Had a guy who owned a 1132 do that but he welded on sides with teeth which added a ton of weight to the augers. I used to have a picture. It blew out the auger gearbox because of all the extra tension.
had to replace the gearbox and fortify it. Not sure how long that lasted.


----------



## tabora (Mar 1, 2017)

tabora said:


> If you're at all handy with a welder, you can add teeth back onto the auger spirals... A couple of forum members have done that.


Finally had a chance to look for the pictures of "retoothed" augers...








































*And if you go too far...*


----------



## Tony-chicago (Feb 10, 2021)

Titanium or nanotube. Stainless bucket, solid gearbox. 100 foot pounds at idle. Lights, protection from cars....


----------



## WrenchIt (Dec 6, 2020)

Were I to try to retooth an auger, I'd find out what the diameter was when new, and cut new teeth to weld to the old auger to approximate the shape and size. I'd then butt them to the old teeth and weld on both sides. Finally, I'd grind down the welds to minimize excess work. Yes, a lot of work, but I would hate looking at my snowblower with augers that look like @tabora's pictures - that's simply not how I do things I enjoy doing - like working on old machines.


----------



## orangputeh (Nov 24, 2016)

WrenchIt said:


> Were I to try to retooth an auger, I'd find out what the diameter was when new, and cut new teeth to weld to the old auger to approximate the shape and size.

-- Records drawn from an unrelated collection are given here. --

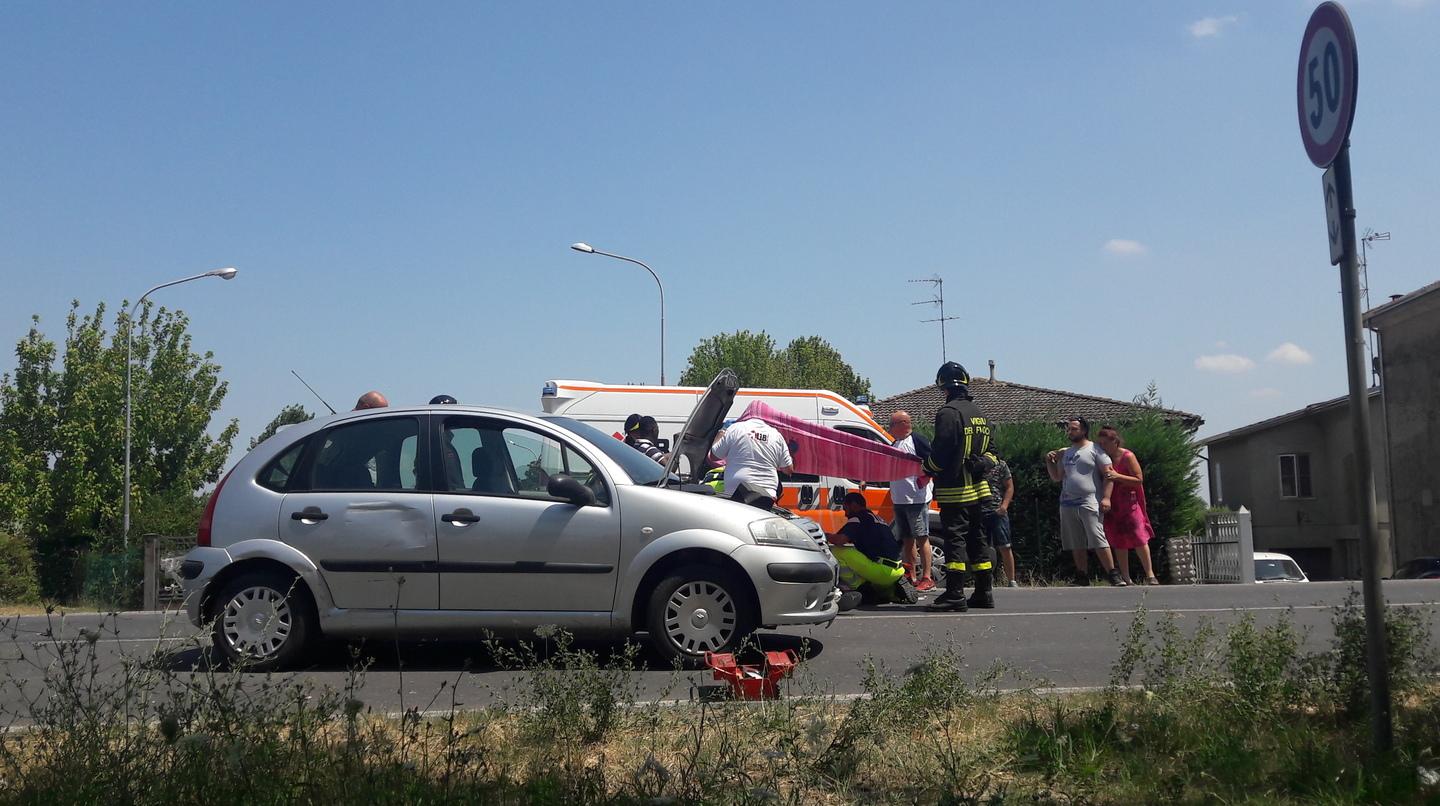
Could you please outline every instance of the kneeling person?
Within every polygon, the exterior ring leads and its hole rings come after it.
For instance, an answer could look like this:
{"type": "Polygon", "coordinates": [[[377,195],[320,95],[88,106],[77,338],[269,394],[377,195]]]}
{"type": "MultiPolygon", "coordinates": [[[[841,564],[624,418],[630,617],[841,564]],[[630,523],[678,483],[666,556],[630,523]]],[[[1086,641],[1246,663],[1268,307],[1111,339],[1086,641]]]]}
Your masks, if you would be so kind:
{"type": "Polygon", "coordinates": [[[844,509],[845,525],[828,535],[841,566],[841,585],[869,594],[866,598],[877,602],[919,601],[914,586],[905,578],[900,543],[889,524],[870,511],[865,496],[858,492],[845,494],[844,509]]]}

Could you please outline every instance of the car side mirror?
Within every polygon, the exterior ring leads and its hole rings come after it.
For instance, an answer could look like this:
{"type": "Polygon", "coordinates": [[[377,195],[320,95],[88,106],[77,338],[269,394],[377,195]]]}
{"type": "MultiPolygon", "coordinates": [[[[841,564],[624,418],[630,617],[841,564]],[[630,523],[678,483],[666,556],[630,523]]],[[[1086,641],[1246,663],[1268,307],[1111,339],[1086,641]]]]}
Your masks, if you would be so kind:
{"type": "Polygon", "coordinates": [[[830,508],[845,508],[845,488],[839,484],[830,488],[830,508]]]}
{"type": "Polygon", "coordinates": [[[550,477],[550,483],[545,485],[545,492],[577,507],[588,507],[595,503],[595,491],[581,484],[579,480],[563,473],[557,473],[550,477]]]}

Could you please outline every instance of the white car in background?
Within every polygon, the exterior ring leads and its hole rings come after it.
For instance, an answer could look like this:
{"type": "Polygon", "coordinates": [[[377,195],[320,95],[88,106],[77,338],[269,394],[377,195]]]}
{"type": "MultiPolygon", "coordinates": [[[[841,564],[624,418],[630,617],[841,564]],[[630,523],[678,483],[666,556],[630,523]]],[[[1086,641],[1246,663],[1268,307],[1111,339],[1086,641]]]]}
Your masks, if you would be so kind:
{"type": "Polygon", "coordinates": [[[1309,582],[1310,578],[1300,570],[1300,564],[1288,554],[1269,551],[1255,552],[1255,581],[1265,582],[1309,582]]]}

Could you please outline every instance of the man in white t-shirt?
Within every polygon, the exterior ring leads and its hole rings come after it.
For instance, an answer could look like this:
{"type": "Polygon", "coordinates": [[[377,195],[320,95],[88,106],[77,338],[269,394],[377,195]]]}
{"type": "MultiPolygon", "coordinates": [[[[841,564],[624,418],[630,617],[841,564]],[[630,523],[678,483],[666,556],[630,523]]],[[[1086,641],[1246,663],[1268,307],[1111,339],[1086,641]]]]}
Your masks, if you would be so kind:
{"type": "Polygon", "coordinates": [[[761,509],[775,503],[780,474],[789,475],[795,464],[785,437],[758,417],[721,431],[710,455],[725,463],[725,492],[761,509]]]}
{"type": "MultiPolygon", "coordinates": [[[[930,441],[910,428],[908,412],[897,411],[890,415],[890,436],[895,437],[892,447],[923,461],[930,456],[930,441]]],[[[917,591],[935,587],[935,580],[930,576],[930,499],[933,495],[934,485],[927,476],[910,476],[890,482],[890,502],[895,505],[895,522],[890,528],[902,547],[900,561],[912,576],[915,573],[915,555],[920,555],[920,576],[915,578],[917,591]]]]}

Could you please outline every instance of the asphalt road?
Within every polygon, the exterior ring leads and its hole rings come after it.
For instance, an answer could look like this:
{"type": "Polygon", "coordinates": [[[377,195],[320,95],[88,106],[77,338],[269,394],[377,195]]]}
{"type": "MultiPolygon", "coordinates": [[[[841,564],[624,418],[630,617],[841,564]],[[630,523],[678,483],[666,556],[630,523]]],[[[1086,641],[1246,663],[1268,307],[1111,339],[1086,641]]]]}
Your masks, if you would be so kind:
{"type": "MultiPolygon", "coordinates": [[[[926,647],[953,646],[977,676],[996,661],[1013,671],[1010,684],[1055,687],[1102,686],[1119,655],[1122,633],[1141,603],[1158,619],[1173,613],[1181,626],[1193,629],[1202,620],[1230,624],[1251,613],[1260,623],[1290,617],[1306,631],[1307,644],[1324,648],[1332,632],[1332,608],[1341,604],[1351,583],[1215,585],[1115,589],[1005,589],[995,593],[994,611],[964,614],[928,613],[920,606],[884,606],[841,615],[830,627],[761,633],[766,649],[794,648],[807,653],[803,679],[806,693],[855,694],[867,662],[900,672],[919,659],[926,647]]],[[[1418,607],[1431,616],[1432,636],[1440,639],[1440,582],[1391,581],[1385,596],[1392,605],[1418,607]]],[[[69,615],[0,619],[0,713],[6,721],[27,721],[27,699],[45,688],[44,667],[53,663],[55,641],[83,637],[99,628],[96,639],[101,674],[114,674],[126,659],[159,663],[182,674],[203,666],[208,641],[181,615],[123,613],[118,616],[69,615]]],[[[1440,644],[1437,644],[1440,645],[1440,644]]],[[[602,656],[615,657],[610,645],[587,645],[602,656]]],[[[479,643],[426,642],[396,647],[369,642],[360,647],[369,661],[359,696],[382,712],[419,707],[449,707],[452,696],[462,707],[479,706],[512,696],[514,672],[496,668],[479,643]],[[452,689],[453,687],[453,689],[452,689]]],[[[317,686],[343,689],[355,666],[352,647],[328,644],[303,672],[286,675],[317,686]]],[[[710,682],[698,672],[677,674],[649,670],[642,663],[634,677],[639,699],[684,699],[692,684],[710,682]]],[[[260,685],[263,675],[247,677],[260,685]],[[253,679],[252,679],[253,678],[253,679]]]]}

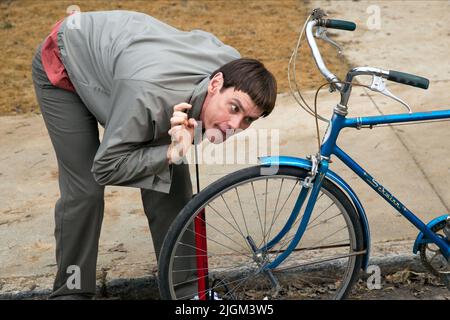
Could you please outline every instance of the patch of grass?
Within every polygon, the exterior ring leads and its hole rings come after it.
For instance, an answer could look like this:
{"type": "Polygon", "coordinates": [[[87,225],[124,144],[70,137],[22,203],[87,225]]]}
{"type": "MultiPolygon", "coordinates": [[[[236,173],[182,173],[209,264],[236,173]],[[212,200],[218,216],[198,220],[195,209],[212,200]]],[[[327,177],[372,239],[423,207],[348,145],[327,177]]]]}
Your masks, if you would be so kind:
{"type": "Polygon", "coordinates": [[[11,29],[13,27],[13,24],[9,21],[3,21],[0,23],[0,29],[11,29]]]}
{"type": "MultiPolygon", "coordinates": [[[[181,30],[211,32],[238,49],[243,57],[260,59],[277,78],[279,92],[288,91],[287,65],[300,26],[311,9],[307,2],[296,0],[1,1],[0,115],[39,112],[31,80],[33,54],[73,4],[81,11],[139,11],[181,30]]],[[[343,76],[349,69],[343,58],[330,46],[322,50],[330,69],[343,76]]],[[[324,79],[306,44],[299,57],[301,87],[311,89],[322,84],[324,79]]]]}

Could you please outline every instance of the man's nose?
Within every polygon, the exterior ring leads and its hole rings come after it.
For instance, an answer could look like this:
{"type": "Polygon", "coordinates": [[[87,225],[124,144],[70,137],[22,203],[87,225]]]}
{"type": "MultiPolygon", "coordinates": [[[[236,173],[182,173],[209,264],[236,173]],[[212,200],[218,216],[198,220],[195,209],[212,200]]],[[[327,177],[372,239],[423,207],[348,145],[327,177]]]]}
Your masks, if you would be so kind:
{"type": "Polygon", "coordinates": [[[228,122],[228,125],[231,127],[231,129],[240,129],[241,125],[242,125],[242,117],[240,116],[236,116],[236,117],[232,117],[230,119],[230,121],[228,122]]]}

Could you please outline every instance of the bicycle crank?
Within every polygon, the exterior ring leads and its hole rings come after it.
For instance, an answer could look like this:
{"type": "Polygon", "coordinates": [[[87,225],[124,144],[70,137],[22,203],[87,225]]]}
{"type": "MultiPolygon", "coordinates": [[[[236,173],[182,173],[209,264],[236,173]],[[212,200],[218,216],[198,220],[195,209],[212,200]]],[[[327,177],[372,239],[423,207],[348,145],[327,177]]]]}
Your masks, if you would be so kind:
{"type": "MultiPolygon", "coordinates": [[[[432,227],[439,237],[447,239],[446,221],[442,221],[432,227]]],[[[441,279],[445,286],[450,290],[450,261],[448,261],[441,250],[434,243],[422,243],[419,247],[420,260],[425,268],[434,276],[441,279]]]]}

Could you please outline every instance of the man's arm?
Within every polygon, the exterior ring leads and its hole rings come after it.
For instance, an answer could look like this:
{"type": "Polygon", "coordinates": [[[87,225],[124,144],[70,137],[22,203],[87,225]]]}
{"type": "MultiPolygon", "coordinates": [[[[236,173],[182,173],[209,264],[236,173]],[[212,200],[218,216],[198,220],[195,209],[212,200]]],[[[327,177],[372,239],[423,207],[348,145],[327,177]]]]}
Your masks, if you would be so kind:
{"type": "Polygon", "coordinates": [[[114,80],[111,114],[92,166],[99,184],[169,193],[169,145],[148,144],[162,131],[167,133],[170,124],[161,101],[151,92],[145,81],[114,80]]]}

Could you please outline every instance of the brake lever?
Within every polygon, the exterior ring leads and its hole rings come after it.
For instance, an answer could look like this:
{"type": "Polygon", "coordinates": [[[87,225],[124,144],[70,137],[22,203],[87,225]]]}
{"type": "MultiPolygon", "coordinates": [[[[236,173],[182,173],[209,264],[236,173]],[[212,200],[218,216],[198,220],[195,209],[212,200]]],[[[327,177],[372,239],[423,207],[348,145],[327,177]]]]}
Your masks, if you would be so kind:
{"type": "Polygon", "coordinates": [[[316,38],[320,38],[320,39],[328,42],[332,46],[336,47],[338,49],[338,54],[339,55],[342,54],[342,47],[339,44],[337,44],[335,41],[333,41],[330,38],[328,38],[327,28],[320,27],[320,26],[317,27],[315,37],[316,38]]]}
{"type": "Polygon", "coordinates": [[[401,103],[402,105],[404,105],[408,109],[409,113],[412,113],[411,108],[409,107],[409,105],[405,101],[403,101],[399,97],[393,95],[386,88],[386,82],[384,81],[384,79],[382,77],[380,77],[380,76],[373,76],[372,77],[372,84],[370,85],[370,90],[375,91],[375,92],[379,92],[379,93],[385,95],[386,97],[394,99],[395,101],[397,101],[397,102],[401,103]]]}

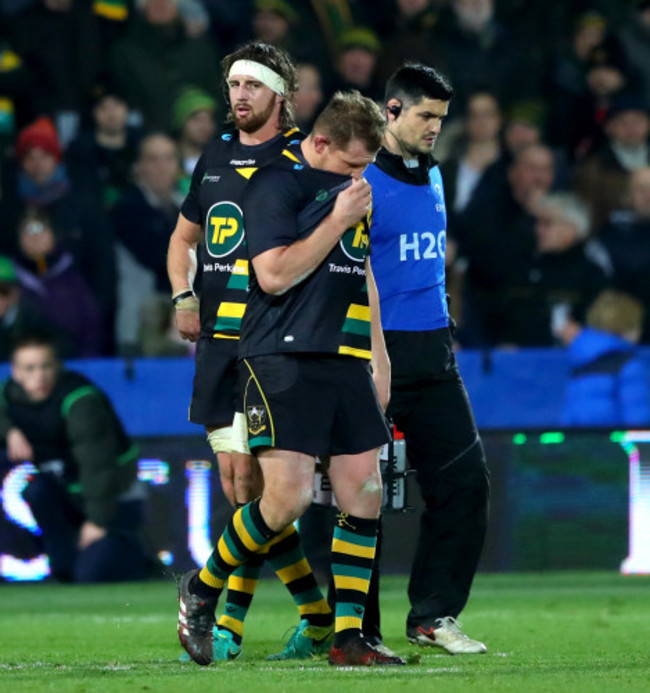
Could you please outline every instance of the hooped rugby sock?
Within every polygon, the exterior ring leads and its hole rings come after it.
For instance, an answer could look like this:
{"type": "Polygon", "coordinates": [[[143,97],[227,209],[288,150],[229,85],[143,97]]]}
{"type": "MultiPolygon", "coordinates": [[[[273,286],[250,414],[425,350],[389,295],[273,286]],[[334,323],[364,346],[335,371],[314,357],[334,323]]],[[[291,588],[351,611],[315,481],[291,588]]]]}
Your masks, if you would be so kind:
{"type": "Polygon", "coordinates": [[[378,520],[367,520],[347,513],[339,513],[336,517],[332,537],[336,647],[361,633],[375,560],[378,526],[378,520]]]}
{"type": "Polygon", "coordinates": [[[192,591],[201,597],[218,598],[228,577],[278,534],[264,521],[259,498],[237,510],[198,574],[192,591]]]}
{"type": "Polygon", "coordinates": [[[309,621],[310,626],[331,626],[332,610],[316,582],[300,535],[293,525],[269,543],[268,559],[291,593],[301,620],[309,621]]]}
{"type": "Polygon", "coordinates": [[[257,553],[251,556],[244,565],[240,565],[228,578],[226,603],[217,625],[219,628],[229,630],[237,645],[241,645],[244,636],[244,619],[253,601],[263,564],[264,553],[257,553]]]}

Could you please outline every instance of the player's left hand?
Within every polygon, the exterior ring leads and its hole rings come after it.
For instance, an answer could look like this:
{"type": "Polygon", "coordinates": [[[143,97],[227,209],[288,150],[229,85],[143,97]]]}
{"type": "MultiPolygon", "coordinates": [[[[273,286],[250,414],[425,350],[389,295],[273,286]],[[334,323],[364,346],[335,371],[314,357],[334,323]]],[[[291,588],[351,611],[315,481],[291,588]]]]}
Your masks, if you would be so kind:
{"type": "Polygon", "coordinates": [[[192,310],[176,311],[176,327],[183,339],[196,342],[201,334],[201,319],[197,312],[192,310]]]}
{"type": "Polygon", "coordinates": [[[105,527],[100,527],[94,522],[87,520],[81,525],[81,529],[79,530],[79,541],[77,542],[77,546],[83,551],[83,549],[87,549],[91,544],[103,539],[106,533],[105,527]]]}

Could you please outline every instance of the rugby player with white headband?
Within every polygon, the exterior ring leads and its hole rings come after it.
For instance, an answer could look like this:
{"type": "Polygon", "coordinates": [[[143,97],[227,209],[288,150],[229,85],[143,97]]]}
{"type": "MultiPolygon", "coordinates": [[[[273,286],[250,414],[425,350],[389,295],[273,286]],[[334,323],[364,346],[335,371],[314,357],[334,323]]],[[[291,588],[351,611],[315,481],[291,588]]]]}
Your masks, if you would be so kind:
{"type": "Polygon", "coordinates": [[[284,79],[270,67],[262,65],[262,63],[256,63],[254,60],[236,60],[230,68],[228,79],[230,80],[233,77],[241,75],[259,80],[262,84],[266,84],[271,91],[274,91],[280,96],[286,94],[287,85],[284,79]]]}
{"type": "MultiPolygon", "coordinates": [[[[297,149],[292,98],[298,88],[295,67],[281,49],[246,44],[222,62],[234,128],[219,133],[199,159],[189,194],[169,243],[167,269],[183,339],[196,343],[196,370],[190,421],[205,427],[219,464],[223,491],[234,507],[261,494],[262,477],[250,455],[245,417],[235,414],[239,327],[246,308],[248,256],[242,198],[251,175],[284,152],[297,149]],[[192,254],[201,275],[194,292],[192,254]]],[[[297,161],[298,159],[296,159],[297,161]]],[[[293,527],[267,554],[291,592],[300,624],[280,658],[308,658],[329,649],[332,612],[304,558],[293,527]]],[[[253,598],[262,562],[249,562],[230,579],[224,615],[214,626],[209,598],[193,593],[198,570],[180,589],[178,634],[199,664],[230,660],[242,651],[243,621],[253,598]],[[205,630],[200,647],[188,644],[190,627],[205,630]]],[[[212,609],[212,612],[214,608],[212,609]]]]}
{"type": "Polygon", "coordinates": [[[289,82],[278,69],[268,67],[259,60],[234,60],[226,72],[227,61],[228,58],[225,58],[229,119],[239,130],[240,142],[244,145],[262,144],[283,130],[294,129],[292,98],[297,89],[295,69],[291,76],[293,81],[289,82]]]}

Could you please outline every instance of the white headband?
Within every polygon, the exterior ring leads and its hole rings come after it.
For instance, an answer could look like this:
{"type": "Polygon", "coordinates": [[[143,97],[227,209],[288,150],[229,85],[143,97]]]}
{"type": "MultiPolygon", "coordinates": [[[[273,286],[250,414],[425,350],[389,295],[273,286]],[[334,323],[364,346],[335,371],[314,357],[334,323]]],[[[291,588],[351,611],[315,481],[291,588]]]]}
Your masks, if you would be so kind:
{"type": "Polygon", "coordinates": [[[236,60],[230,68],[228,79],[231,79],[233,75],[254,77],[280,96],[284,96],[287,90],[287,85],[277,72],[254,60],[236,60]]]}

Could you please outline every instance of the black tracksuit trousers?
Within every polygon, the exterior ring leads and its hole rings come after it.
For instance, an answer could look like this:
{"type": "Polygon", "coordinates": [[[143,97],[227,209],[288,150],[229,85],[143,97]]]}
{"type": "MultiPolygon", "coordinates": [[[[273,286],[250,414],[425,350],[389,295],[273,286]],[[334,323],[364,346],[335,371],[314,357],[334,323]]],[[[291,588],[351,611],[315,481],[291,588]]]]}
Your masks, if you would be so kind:
{"type": "MultiPolygon", "coordinates": [[[[489,472],[450,330],[384,335],[392,364],[388,415],[404,434],[425,504],[407,626],[425,625],[456,618],[467,603],[487,529],[489,472]]],[[[374,611],[369,605],[368,619],[374,611]]]]}
{"type": "Polygon", "coordinates": [[[456,618],[469,598],[487,528],[489,474],[456,369],[393,387],[389,414],[404,434],[425,510],[411,566],[407,625],[456,618]]]}
{"type": "MultiPolygon", "coordinates": [[[[450,331],[384,334],[392,364],[387,413],[404,434],[425,504],[408,587],[412,627],[456,618],[465,607],[485,540],[490,481],[450,331]]],[[[376,562],[363,631],[377,635],[379,627],[376,562]]]]}

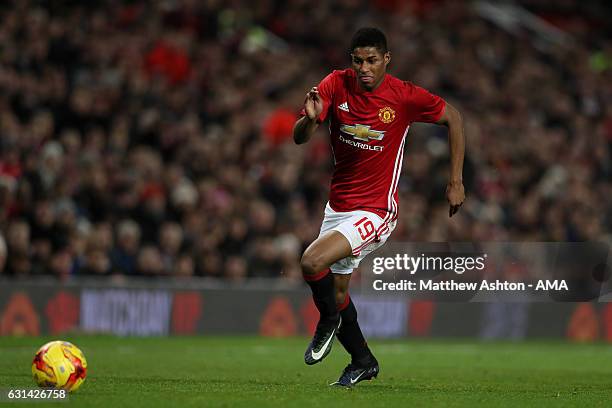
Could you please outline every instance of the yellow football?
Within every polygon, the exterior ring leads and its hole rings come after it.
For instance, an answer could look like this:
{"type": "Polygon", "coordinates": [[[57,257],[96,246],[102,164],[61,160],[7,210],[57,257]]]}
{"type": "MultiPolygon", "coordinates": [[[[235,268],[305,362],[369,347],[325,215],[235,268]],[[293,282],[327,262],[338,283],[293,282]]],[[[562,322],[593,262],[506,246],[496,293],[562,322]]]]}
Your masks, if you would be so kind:
{"type": "Polygon", "coordinates": [[[87,361],[77,346],[67,341],[51,341],[34,356],[32,375],[39,387],[76,391],[87,375],[87,361]]]}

I'd then butt them to the old teeth and weld on both sides. Finally, I'd grind down the welds to minimize excess work. Yes, a lot of work, but I would hate looking at my snowblower with augers that look like @tabora's pictures - that's simply not how I do things I enjoy doing - like working on old machines.


it just seems like too much work. The one i had is like his first picture and like I said it added a LOT of weight that impacted the auger gearbox in a negative way. I just wait for good donor machines for good augers. Maybe a machine with a blown engine or a bad right side tranny. They do come up from time to time.


----------



## WrenchIt (Dec 6, 2020)

orangputeh said:


> it just seems like too much work. The one i had is like his first picture and like I said it added a LOT of weight that impacted the auger gearbox in a negative way. I just wait for good donor machines for good augers. Maybe a machine with a blown engine or a bad right side tranny. They do come up from time to time.


I agree with you, BUT...you are in the business and see parts machines come up way more often than I ever have. In fact, I cannot remember seeing a junk Honda snowblower on craigslist locally - and I've been haunting their website for the last few years for the small Toro 16" snowblowers. And augers on ebay are expensive.

Oh, and I corrected a typo - I meant to limit excess weight (not work).


----------



## snow blows (Jan 9, 2016)

Think I will wait at till the snow hits and I give it a test. Unless I find some used augers cheap before it snows. I may try cutting some small teeth in the worn blades with a grinder and cutting wheel.


----------